HomeContributorsFundamental AnalysisDollar Gets A Fresh Boost From Powell Re-Nomination

Dollar Gets A Fresh Boost From Powell Re-Nomination

Market movers today

  • Today, we get the flash PMIs from the US, UK and euro area. In the euro area, given the downtrend in new orders and rising Covid-19 headwinds we should continue to see weaker momentum, but there have also been some rays of light lately from the ZEW expectations and the Bundesbank activity indicator ticking up that could point in the other direction. Also in the UK, consensus foresees slight moderation in both manufacturing and service sector activity. Optimism prevails in the US, where analysts expect an improvement in conditions for both sectors.
  • The Reserve Bank of New Zealand will meet early Wednesday morning. Consensus is looking for a 25bp hike as RBNZ has already initiated a tightening cycle, and inflation expectations have continued rising. Markets are pricing in at least a 25bp hike, but also around 40% risk of a 50bp hike.

The 60 second overview

Powell re-nominated: Yesterday, President Joe Biden announced he re-nominates Jerome Powell as Fed chair (and nominating Lael Brainard as Fed Vice Chair). This was our base case and also consensus. Powell’s approval for another four years is a formality, as he enjoys backing from most Democrats and Republicans (despite criticism from the left wing of the Democratic Party). Near-term, it does not change how the Fed sees the world, but 2022 looks like a difficult year from a central bank perspective. Inflation is set to moderate next year but remain above target and hence the Fed cannot afford being as patient as it would like to be based on people not returning back to the labour force yet. Most recently, Fed policymakers have started discussing whether to increase the tapering pace or not, supporting our view that risk is tilted towards the Fed tightening sooner and faster than what we have pencilled in right now (and much more than what the Fed is signalling at the moment). Our base case is an unchanged tapering pace of USD15bn per month (i.e. QE ends in June) and two rate hikes in H2 2022.

Fed pricing: After Powell’s re-nomination, the markets are now pricing in a 25bp hike by June next year, another 25bp by September and a third hike by December 2022. Expected monetary policy divergence between the Fed and the ECB is increasingly starting to weigh on EUR/USD with the pair approaching 1.12 level, while the stock market also seems to be taking a breather after a series of new record highs.

The EU flash consumer confidence indicator yesterday fell below its pre-pandemic levels for the first time since April, as new COVID-19 containment measures and concerns over economic growth and accelerating inflation are starting to weigh on the European consumer. We look for more signals on the health of the global consumer in tomorrow’s US PCE release and the German consumer confidence indicator on Thursday.

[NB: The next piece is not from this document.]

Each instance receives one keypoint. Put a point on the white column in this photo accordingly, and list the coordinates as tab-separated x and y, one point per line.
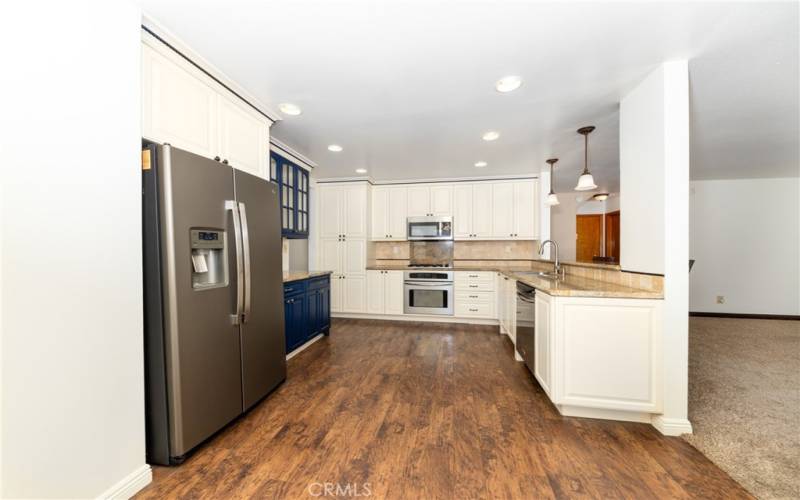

Equities: Equities were weaker yesterday as bond yield volatility is picking up again. The slow but steady grind in yields Monday trigger a reversal of the rotations we saw Friday. Banks and value stocks came back into favour just as energy stocks. Long duration tech stocks underperformed. VIX index move higher for the fourth day in a row closing north of 19 yesterday. In US Dow +0.1%, S&P 500 -0.3%, Nasdaq -1.3% and Russell 2000 -0.5%. Asian markets are mostly red this morning with Hang Seng once again leading the market lower. European and US futures down as well this morning.

FI: Yesterday, there was a solid rebound in the global bond markets with rising yields and wider spreads between Germany and Italy on the back of slightly hawkish comments from the Banque de France governor Villeroy.

FX: Yesterday was overall a quiet day in FX space although EUR/USD drifted further down, trading closer to 1.12 at the time of writing. EUR/GBP, EUR/NOK and EUR/SEK all moved sideways trading just below 0.84, slightly above 10.00 and above 10.11, respectively.

Credit: Credit finished Monday in red, with iTraxx Xover widening 2.6bp and Main 0.9bp. HY bonds were marked 1bp wider and IG 0.5bp wider.

Nordic macro

The temperature is rising in Swedish politics. Social Democrats failed to reach an agreement with the Left Party yesterday. Despite that failure, there is going to be a parliamentary vote on PM candidate Magdalena Andersson tomorrow (09:00). The background is that she needs support from both the Left and the Centre party. The Centre party has said they will tolerate her as PM, but they will not support the government’s budget if is negotiated with the Left party. The Left party on their side demands a lift of pension for the poorest to be included in the budget for next year to give their support for Andersson. How can this possibly be solved? If the government yields to the Left party, a scenario could be that she is accepted, but that the Centre party then says no to the government budget, which is also voted upon tomorrow (16:00). If so, Social Democrats will – again – be forced to govern on a Moderate/Christ Democrat/Sweden Democrat budget – one year ahead of next year’s election. That said, politics is the art of the possible, so nothing can be ruled out. Unless we end up in a real government crisis, with snap election (not likely), we deem market impact from this will be muted.